Background: Documented reports proved that Epstein-Barr virus (EBV) infection increased infiltration of Tregs in malignancy. However, the mechanism of EBV recruitment Tregs into nasopharyngeal carcinoma (NPC) tissues has not been detailed discussion.
Methods: Expression of EBV nuclear antigen 1 (EBNA1) and Foxp3 in NPC tissue samples was detected by immunohistochemistry. EBNA1+ NPC cell lines were used to coculture with PBMC, naïve T cells, Tregs, and monocytes. Percent of Treg was detected by flow cytometry.
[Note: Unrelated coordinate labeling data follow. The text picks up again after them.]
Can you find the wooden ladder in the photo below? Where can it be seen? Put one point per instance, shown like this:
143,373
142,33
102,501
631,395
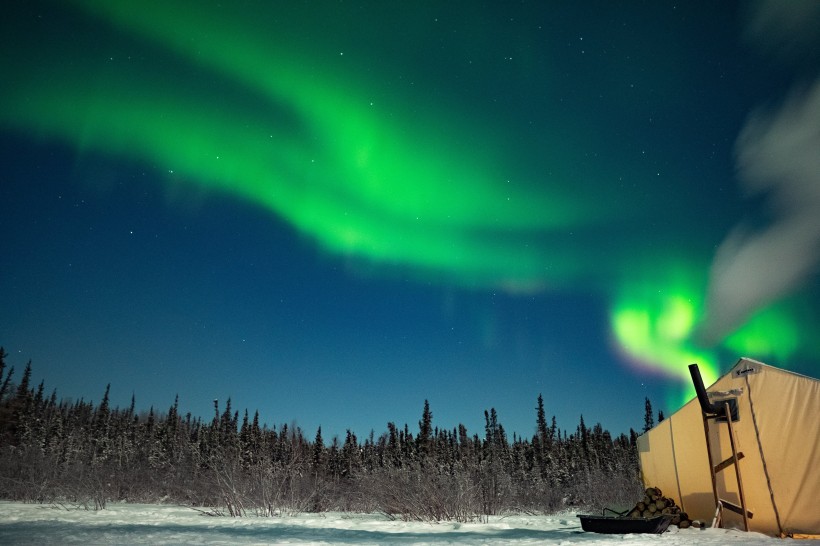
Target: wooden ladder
733,460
Results: EBNA1 protein was overexpressed in NPC tissues, and was associated with a number of infiltrated Tregs. EBNA1+ NPC cells converted naïve T cells into Tregs by up-regulated TGF-β1. Enhanced CCL20 production in EBNA1-expressed tumor cells increased Tregs migration. Polarized-M2 macrophages by EBNA1 expression cells converted naïve T cells into Tregs.
Conclusions: EBNA1 favors accumulation of Tregs in NPC through: (a) upregulated TGF-β1 converted naïve T cell into Treg; (b) upregulated CCL20 increased Treg migration; and (c) polarized-M2 macrophage converted naïve T cell into Treg.
Keywords: Epstein-Barr virus nuclear antigen 1; M2 macrophage; Treg; transforming growth factor β1.
© 2020 The Authors. Cancer Medicine published by John Wiley & Sons Ltd.